When we took the kids to Milano’s recently, the children got little activity books while they were waiting for their food. They were asked to identify their favourite places and Michael wrote “the swimming pool”. What useless mother has not yet arranged swimming lessons for her children? Who only manages to take them to the pool once every two months, if that? Oh dear.
Michael
Ominous
I found this taped to the boys’ bedroom door the other night:
There’s an obscure joke to be made about this and this post on the Schengen area on Jon Worth’s blog; I’m too tired to make it. Fill in the gaps yourselves there now.
Cultural Differences
It is the end of GAA training until after Christmas. The young men from the under 8s are invited to a Christmas party. Last Saturday was the deadline for paying for the party. I brought my money dutifully. Another mother whom I know from our time soldiering together on the side of the pitch arrived rather late and handed over her money and appeared to be scurrying away again. “Are you off already?” I asked in surprise. “Yes,” she said, “[the GAA under 8 boy] and his sister are both sick in bed.” And off she went, looking quite harassed. When I related this to Mr. Waffle we both marvelled at the trouble that she had gone to and as one said, “Of course, she’s English.” Later in the week the inevitable email arrived: 57 boys have been signed up for the party but only 36 have paid, can the others bring their money on the day?
Gotcha!
Horrid Henry has a game that he plays with his friends that is modelled on Monopoly. It’s called Gotcha and features dragons’ lairs instead of streets and rubies instead of money but the principles are similar. In an ill-fated moment of inspiration, Mr. Waffle suggested to the boys that he and they might make Gotcha themselves and, with the aid of pictures printed out from the internet, an old packet of Rice Krispies and a Pritt stick, they did.
They, therefore, successfully created a game even duller than Monopoly which one or other of the boys always wants to play but never both together. Mr. Waffle and I have put in many unhappy hours on the Gotcha board.

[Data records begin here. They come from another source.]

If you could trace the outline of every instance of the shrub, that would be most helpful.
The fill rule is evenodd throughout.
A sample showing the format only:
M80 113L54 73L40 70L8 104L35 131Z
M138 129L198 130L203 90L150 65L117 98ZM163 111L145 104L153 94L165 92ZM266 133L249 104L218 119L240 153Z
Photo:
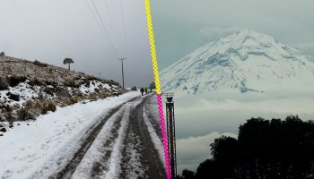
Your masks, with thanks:
M57 107L56 107L55 103L50 101L47 106L47 110L55 112L57 110Z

Yesterday afternoon we stayed at home, the weather was inclement. Daniel tired of the rugby on the television and begged to play Gotcha instead so he and I did so. If I never play Gotcha again, it won’t be too soon.
Standards
Michael came into our bedroom this morning at 4.23 fully dressed in his school uniform. “I’m ready to go to school,” he announced happily. I lured him into our bed where he chatted merrily. “Would you like to take off your school uniform and put your pyjamas back on?” I asked hopefully. He did not fancy this. Eventually he fell back asleep, fully clothed (including tie, people) and in the morning we got him up and sent him off to school in his slept in uniform. Look, don’t judge, he got to change out of it again at 4 in the afternoon. Sigh.
Getting Bigger
About a month ago we gave up reading bedtime stories to the boys and just let them hop into bed with their own books; the end of an era. I am torn between sorrow and joy.